We have a problem in which in the exact moment we click to replicate our `apps` package, inside Package Manager, our instances all of them (author and publish) they break, they simply go down. They start returning http code 503 for everything, we can't even access CRXDE or Package Manager.
I don't know if the http code is real, because it is being returned by Amazon ELB, there is a probability ELB is changing the original http code (our instances are under ELB).
We have done this replication thing in local machines and other official Adobe envs, and only in an specific env we have this problem.
Hi guys, we have opened a ticket on day care, the problem is solved now.
Let me elaborate it here, so it can help others.
The real problem was caused by a feature of ACS Commons called Versioned Clientlibs, that we have started using and is ready to be deployed.
ACS Commons was installed on our `author` instance correctly, so we didn't have problems there. When whe replicated our apps package to the `publish` instance, the instance went down because ACS Commons was missing.
What we couldn't understand yet is why `author` was gone if the problem was on `publish`. It may be a problem related to Amazon ELB.
We have replicated ACS Commons accessing author instance directly using IP address.
Well, I would say that this is kind of behaviour I would expect.
Let me elaborate. In your apps package you typically have a lot of stuff, templates, components, bundles. When you install them on a system, you can see in the logs that a lot of activity is going to start. Services are restarting, dependencies are re-wired, caches rebuilt etc; you might have moments where the rendering is simply not working. You are deploying your application so it's kind of expected behavior. But this is not the core of your problem.

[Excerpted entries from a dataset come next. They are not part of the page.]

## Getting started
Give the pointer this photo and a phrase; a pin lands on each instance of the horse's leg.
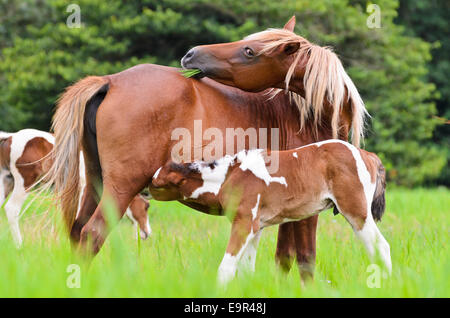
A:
(248, 260)
(96, 229)
(305, 242)
(285, 246)
(243, 231)
(137, 213)
(13, 206)
(3, 186)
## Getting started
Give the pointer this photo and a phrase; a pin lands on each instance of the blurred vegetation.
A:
(391, 66)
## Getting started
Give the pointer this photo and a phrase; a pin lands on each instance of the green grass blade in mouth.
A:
(189, 72)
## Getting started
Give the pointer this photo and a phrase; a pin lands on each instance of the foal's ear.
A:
(290, 25)
(290, 48)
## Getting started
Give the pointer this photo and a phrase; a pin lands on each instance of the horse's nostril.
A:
(190, 53)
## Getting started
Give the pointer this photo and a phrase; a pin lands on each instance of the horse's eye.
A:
(249, 52)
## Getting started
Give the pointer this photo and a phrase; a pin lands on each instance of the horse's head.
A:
(255, 63)
(279, 58)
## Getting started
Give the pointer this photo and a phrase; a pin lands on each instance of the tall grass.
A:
(183, 254)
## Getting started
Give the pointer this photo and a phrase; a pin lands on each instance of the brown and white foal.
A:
(309, 179)
(22, 162)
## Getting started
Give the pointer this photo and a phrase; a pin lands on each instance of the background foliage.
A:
(391, 66)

The problem is that you do that on all publishs at the same time. When you replicate that package to all publish instances, the package arrives there at nearly the same time. So you bring down all your publish instances at the same time. And during that time the ELB cannot reach a working publish instance and returns a 503.
You need to establish a blue-green style of deployment for your publish instances. Split your publish instances in 2 distinct sets and then deploy each set at once (and leave the other one unaffected by this). That isn't that easy as hitting "replicate" but requires more work or automation. But it's definitely worth to invest time in there.